Military Savings Account Comparison
Last week we brought up some questions: What is the right mix between saving cash and investing? Where should I invest? Who has the best savings account for me? What else do I need to consider? A couple of those we answered. We talked about whether we should be saving or investing, and at what ratio if we do both. We gave some rules to live (or save) by. We touched on a brief Military Savings Account comparison.
Today, let's pick up where we left off and dive deeper into the savings account options. I mentioned I was disappointed to find that Military banks like USAA and Navy Federal have much, MUCH worse interest rates than you can readily find other places, and there is no really superior “veteran” non-retirement savings product. I found lots of options, including Capital One, Ally, and Discover that were between 0.80-1.00%.
I thought I would show you what I mean. Typically, our Home Loan competition on a national level consists of Veteran's United, USAA and Navy Federal. Since VU doesn't have a banking arm, that leaves the popular options of USAA and Navy Federal. As of this past week, here are their offerings according to their website:
In a word, not good.
Navy Federal Credit Union
Better, but still not good.
Especially when you consider the general alternatives available for both veterans and non-veterans alike.
There's no need to reinvent the wheel here as websites like Bankrate exist to help you compare offers. I did however, want to add two things to the conversation.

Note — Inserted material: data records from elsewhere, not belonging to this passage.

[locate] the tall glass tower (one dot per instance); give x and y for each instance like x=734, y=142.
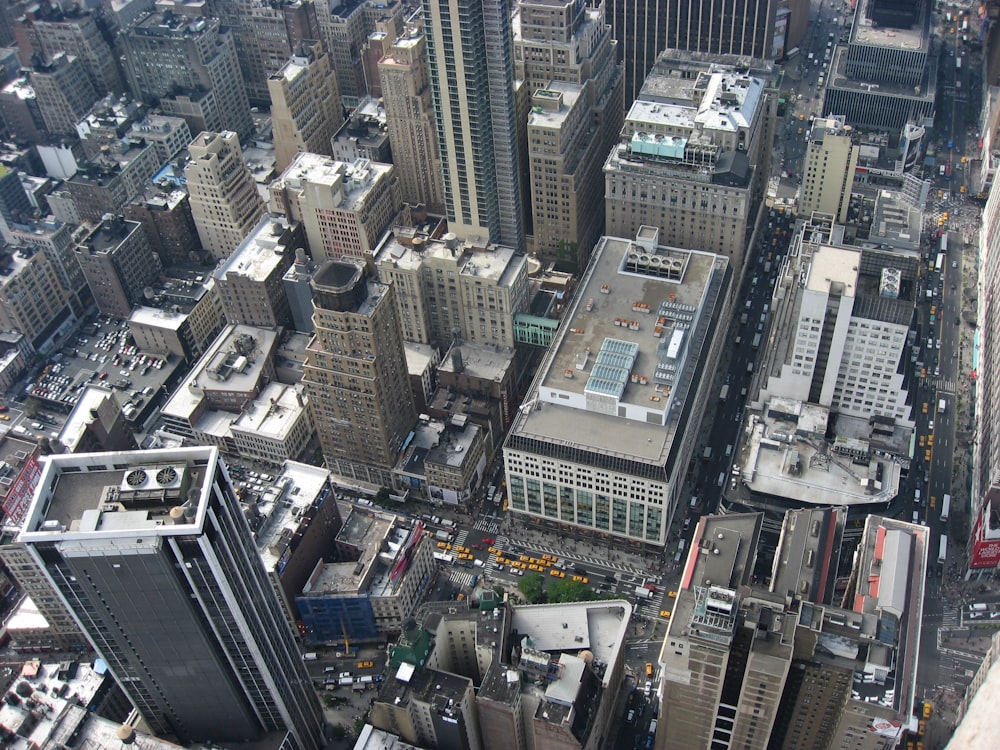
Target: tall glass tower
x=470, y=51
x=153, y=557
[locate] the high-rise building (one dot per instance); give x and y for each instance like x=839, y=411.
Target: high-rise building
x=225, y=203
x=166, y=218
x=984, y=540
x=63, y=92
x=267, y=34
x=152, y=554
x=33, y=301
x=725, y=27
x=693, y=159
x=470, y=49
x=753, y=666
x=346, y=28
x=486, y=287
x=603, y=439
x=249, y=282
x=118, y=263
x=884, y=78
x=409, y=113
x=305, y=105
x=829, y=407
x=355, y=373
x=344, y=208
x=565, y=54
x=188, y=66
x=828, y=173
x=55, y=29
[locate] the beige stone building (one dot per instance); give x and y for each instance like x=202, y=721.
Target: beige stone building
x=225, y=203
x=305, y=104
x=828, y=172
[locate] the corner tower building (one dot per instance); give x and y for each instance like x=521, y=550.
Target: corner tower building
x=470, y=50
x=152, y=554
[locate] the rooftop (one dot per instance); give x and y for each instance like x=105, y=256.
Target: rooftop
x=120, y=495
x=261, y=252
x=282, y=506
x=629, y=351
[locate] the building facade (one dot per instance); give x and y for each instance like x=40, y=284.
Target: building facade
x=355, y=374
x=602, y=441
x=176, y=510
x=118, y=264
x=470, y=50
x=566, y=56
x=344, y=207
x=305, y=105
x=828, y=173
x=172, y=58
x=693, y=159
x=225, y=203
x=404, y=74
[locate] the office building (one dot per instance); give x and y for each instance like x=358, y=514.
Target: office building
x=745, y=28
x=693, y=158
x=225, y=203
x=470, y=50
x=886, y=75
x=181, y=319
x=355, y=374
x=14, y=204
x=249, y=281
x=33, y=300
x=169, y=135
x=344, y=207
x=227, y=379
x=97, y=424
x=57, y=240
x=267, y=33
x=305, y=104
x=165, y=216
x=753, y=666
x=828, y=173
x=984, y=539
x=346, y=28
x=189, y=67
x=118, y=264
x=829, y=408
x=19, y=112
x=298, y=291
x=404, y=75
x=76, y=32
x=602, y=442
x=565, y=54
x=448, y=288
x=384, y=569
x=110, y=530
x=104, y=184
x=63, y=93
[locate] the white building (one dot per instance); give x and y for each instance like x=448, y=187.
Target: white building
x=604, y=437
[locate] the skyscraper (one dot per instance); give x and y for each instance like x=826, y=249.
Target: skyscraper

The first is to explain that there is, of course, a difference between an "online bank" and a brick and mortar bank that allows you to open an account online. There is also an inverse relationship between 'how much your saving' and 'how sensitive you are to small differences in savings account interest rates'.
Let me explain by starting with, actually, my 2nd goal-which was to give you a snapshot of Bankrate's top offers:
So here's what I mean: Let's say that Ally Bank offer catches your eye because it has a solid 1% interest rate, no minimums, and no monthly fees. That's a pretty good offer comparatively speaking. Now, let's say your own bank, that place you do your checking (wherever that may be), offers a savings account at 0.25% APY (Annual Percentage Yield). If you had a $100,000 in that account, the difference in annual interest between your bank and the Ally account would be $750. Now, to someone that has only $2000 in their savings account, that would be a ton of money. The problem is that for the someone that only has $2000 in their savings account the 0.75% difference in annual interest would only equal $15. It's all relative.
Ally Bank is strictly an Online bank, whereas the bank you work with now probably has a strong online presence but also has a place for you to walk in and talk to someone. While I do that very rarely, it has value. So, for the person that has so much money in savings, is using two separate banks worth the annual savings? Maybe. If so, you should probably be investing.
And for the person with less savings, is $15/year (in other words, $1.25 per month) compelling enough for you to take the time and effort to start the relationship with another bank? I doubt it.
My point is this: If you're wondering what bank is providing you the best interest on a new savings account (which you are if you've read this far), you are likely asking the wrong question! In this stupendously low interest rate environment, you are splitting pennies relative to your balance.
If we are talking about your Emergency Fund that we discussed last time, my advice would be to leave it with your current bank in an account that you don't use and don't worry too much about the interest rate. The important factor here is accessibility, and convenience.
When it comes to your life savings, you need to seek a better return than savings alone. You can choose to forego interest for convenience, or you can chase the higher (but still too low) interest rates of Ally or one of the other competitors, but either way, you are probably not making a significant positive impact to your financial life. When rates are this low, you can't do that with a savings account. You need to try something else.
In some cases, this means greater market risk, but it doesn't always have to. In our next article, we'll talk about the different options you may have, from least risky to most risky.
Remember, I used to be a licensed financial advisor, but I am not any longer. Please consult a tax advisor or Certified Financial Planner before making any large financial decisions.